WIKSTROEMIA SANDWICENSIS

— The species name sandwicensis refers to the «Sandwich Islands,» as the Hawaiian Islands were once called, and named by James Cook on one of his voyages in the 1770s. James Cook named the islands after John Montagu (The fourth Earl of Sandwich) for supporting Cook’s voyages.


— The fruits can be used in lei. Regarding the toxicity or lack thereof, How to Plant a Native Hawaiian Garden notes this: «In Hawaii, only the toxicity of Wikstroemia pulcherrima Skottb. has been studied extensively by Dr. Frank Tabrath. W. pulcherrima has caused mice to go to sleep. The toxicity of W. pulcherrima varies from high to zero toxicity even in the same plant at different times.
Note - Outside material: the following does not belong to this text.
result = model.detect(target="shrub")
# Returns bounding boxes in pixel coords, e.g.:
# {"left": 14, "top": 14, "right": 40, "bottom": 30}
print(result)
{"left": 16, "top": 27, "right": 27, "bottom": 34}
Many people have eaten the berries for years without ill effects.»


— The largest species of akia, this can grow into a tree 30 feet tall, and can be hard to notice among other trees in the canopy. The young plants are distinctive with the large leaves and typical akia bark, but the mature trees have much smaller leaves and the bark usually gets covered in moss.

CANTHIUM ODORATUM

— Psydrax odorata, known as alahe’e in Hawaiian, is a species of flowering shrub or small tree in the coffee family, Rubiaceae. It is native to the Pacific Islands, New Guinea and Australia.


— The species range from 1.8–9.1 m in height, has a spread of 0.91–2.13 m, and a trunk width of up to 4 in (10 cm). The leaves are glossy green in colour, are up to 89 mm long and elliptic. The fruits of the plant are quite round, are black in colour and 3/8 wide.


— The fruits produce many seeds which are often attacked by the larvae of Orneodes objurgatella, a species of moth.


— Native Hawaiians used the very hard wood of alahe’e to make ko’i alahe’e (adzes for cutting softer woods such as Erythrina sandwicensis), ‘ō'ō (digging sticks), and ‘o (short spears). A black dye was made from the leaves.

PIPER METHYSTICUM

— Kava kava is a much-branched shrub growing up to 4 metres tall. The plant produces several stems 1 — 3cm in diameter from a large, thick, woody rhizome The plant is a herb with major ritual and cultural significance in the Pacific Islands where it is widely used in social ceremonies and as a means of communicating with the Gods Often harvested from the wild, it is also cultivated, especially in home gardens in the Pacific. The plant is commonly sold in local markets, and is also exported to Europe, America etc where it is used medicinally.


— The roots and stems are the source of a stimulating alkaloidal beverage called kawa that is widely consumed in some Polynesian Islands. It has a calming effect whilst also promoting mental clarity. The roots can weigh up to 7 kilos. To prepare the beverage, the plant parts are pulverized by grinding or mastication, suspended in water and then sieved to remove the residue. The resulting milky-brown liquid is the beverage.


— In Fiji, convulsions and stiffness in children are treated with liquid pressed from the leaves. The leaves are chewed as a treatment for bronchitis. Externally, the leaves are rubbed onto centipede bites, insect stings and stings from poisonous fish. The branches are used in a remedy for sore throats. An infusion of the leaves is spread onto a certain type of inflammation and is used to treat watery vaginal discharges.

MAUI

MAUI PLUMERIA

— Plumeria are not native to Hawaii. They were brought here in 1860 by a German botanist. The exotic, introduced flower thrived in Hawaii’s warm climate and volcanic soil, giving rise to the plethora of wonderful varieties born in Hawaii: the magnificent Royal Hawaiian, the deep crimson Hilo Beauty, and the sunset colored Lei Rainbow just to name a few.


— Few flowers hold the allure of Hawai’i more than the plumeria. The huge varieties found throughout the islands make it seem as though they originated here, but in truth they are an introduced species. First discovered in the southern forest regions of Mexico in the mid 1800’s, the plant is also known to indigenous to Central America, India, the Caribbean and Brazil.